Whenever we do financial planning we have to calculate the inflation rate to find out the future value of our investment. Now to find out the rate, we have to decide the right rate of inflation to be used in financial planning for the calculation but how to find the rate of inflation. Now we should keep the realistic rate, not so big as well as not so less.
The problem is the rate of inflation we decide should not be the rate of inflation decided by the government because the government's rate is not the actual ground report. Inflation is much more than the government's rate. Now, what is your current expense and how does it increase as the inflation (real inflation) increases? Also, any investment planning is not a one-time job it is actually an annual exercise with revised input and assumptions.
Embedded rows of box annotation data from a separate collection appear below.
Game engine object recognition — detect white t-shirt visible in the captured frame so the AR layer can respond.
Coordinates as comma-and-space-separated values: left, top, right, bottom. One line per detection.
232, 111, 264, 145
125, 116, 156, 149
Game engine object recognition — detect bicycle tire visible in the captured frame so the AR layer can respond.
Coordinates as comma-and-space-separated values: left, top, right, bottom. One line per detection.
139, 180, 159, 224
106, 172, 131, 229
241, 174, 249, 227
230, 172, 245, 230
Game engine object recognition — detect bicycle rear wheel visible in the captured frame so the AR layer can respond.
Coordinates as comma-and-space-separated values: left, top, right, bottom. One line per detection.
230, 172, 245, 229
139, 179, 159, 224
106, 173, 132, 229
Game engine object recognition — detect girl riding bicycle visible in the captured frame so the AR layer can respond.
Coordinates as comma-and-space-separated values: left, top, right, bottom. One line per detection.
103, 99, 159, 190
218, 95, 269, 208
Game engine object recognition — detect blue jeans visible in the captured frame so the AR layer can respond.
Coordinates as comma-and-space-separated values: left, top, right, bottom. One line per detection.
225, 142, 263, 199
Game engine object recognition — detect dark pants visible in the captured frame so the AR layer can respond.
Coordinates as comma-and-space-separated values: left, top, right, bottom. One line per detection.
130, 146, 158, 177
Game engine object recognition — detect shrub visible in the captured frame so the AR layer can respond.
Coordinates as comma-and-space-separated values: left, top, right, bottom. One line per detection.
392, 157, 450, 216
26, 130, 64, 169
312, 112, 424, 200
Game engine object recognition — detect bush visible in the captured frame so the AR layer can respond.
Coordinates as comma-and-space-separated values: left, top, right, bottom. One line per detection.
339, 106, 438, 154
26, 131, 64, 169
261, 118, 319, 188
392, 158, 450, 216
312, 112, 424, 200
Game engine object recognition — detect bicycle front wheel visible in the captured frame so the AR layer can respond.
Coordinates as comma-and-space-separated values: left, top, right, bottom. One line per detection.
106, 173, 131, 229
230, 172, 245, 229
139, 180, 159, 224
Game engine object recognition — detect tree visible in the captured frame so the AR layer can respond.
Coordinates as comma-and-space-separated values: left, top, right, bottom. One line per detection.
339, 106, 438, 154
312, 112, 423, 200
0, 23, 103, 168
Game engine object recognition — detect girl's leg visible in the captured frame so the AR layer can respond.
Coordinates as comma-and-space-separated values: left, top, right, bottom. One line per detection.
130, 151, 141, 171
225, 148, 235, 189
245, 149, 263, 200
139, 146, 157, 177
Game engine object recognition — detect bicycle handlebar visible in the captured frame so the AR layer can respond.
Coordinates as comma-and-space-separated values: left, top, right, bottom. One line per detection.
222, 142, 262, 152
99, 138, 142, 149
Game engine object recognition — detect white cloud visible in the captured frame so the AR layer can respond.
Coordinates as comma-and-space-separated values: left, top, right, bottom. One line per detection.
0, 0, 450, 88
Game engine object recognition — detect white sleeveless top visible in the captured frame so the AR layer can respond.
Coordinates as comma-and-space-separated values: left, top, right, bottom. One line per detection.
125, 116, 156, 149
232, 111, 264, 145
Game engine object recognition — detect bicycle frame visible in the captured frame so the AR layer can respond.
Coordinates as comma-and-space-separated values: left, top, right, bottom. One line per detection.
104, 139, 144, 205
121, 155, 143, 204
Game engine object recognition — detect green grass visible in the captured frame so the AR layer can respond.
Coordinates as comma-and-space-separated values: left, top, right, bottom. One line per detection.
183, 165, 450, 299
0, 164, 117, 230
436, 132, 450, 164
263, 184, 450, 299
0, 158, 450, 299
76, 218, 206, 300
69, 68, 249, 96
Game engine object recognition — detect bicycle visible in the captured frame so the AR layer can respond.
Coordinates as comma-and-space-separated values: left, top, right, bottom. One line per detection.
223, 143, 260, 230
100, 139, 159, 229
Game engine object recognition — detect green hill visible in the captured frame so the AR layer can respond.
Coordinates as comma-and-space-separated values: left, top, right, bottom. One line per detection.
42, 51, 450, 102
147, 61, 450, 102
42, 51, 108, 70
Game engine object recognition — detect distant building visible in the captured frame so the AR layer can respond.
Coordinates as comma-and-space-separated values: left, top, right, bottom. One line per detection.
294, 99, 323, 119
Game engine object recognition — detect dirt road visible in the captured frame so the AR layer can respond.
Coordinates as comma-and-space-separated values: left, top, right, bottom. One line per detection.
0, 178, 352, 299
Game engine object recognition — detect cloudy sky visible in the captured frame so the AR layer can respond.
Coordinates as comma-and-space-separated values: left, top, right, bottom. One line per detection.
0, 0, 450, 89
I think any inflation around 7-8% is realistic inflation, but again this is only if your lifestyle doesn't change. Lifestyle inflation can be as high as you go but for practical inflation, it is better to go with 2% higher than the government's value. As for medical and education, the inflation is more than 12% overall but wholesale inflation is around 5-6% so to take an average having inflation around 8% is ok.
But one thing is clear, we should not be too much concerned about the inflation numbers, for the investment we should continue investing to build that corpus which is required for the future. So yeah, I am assuming something around 7% for my retirement inflation whereas something around 10% for my medical as well as child education. Since my goals are tracked separately, its good to find out that numbers are based on the inflation I set for myself.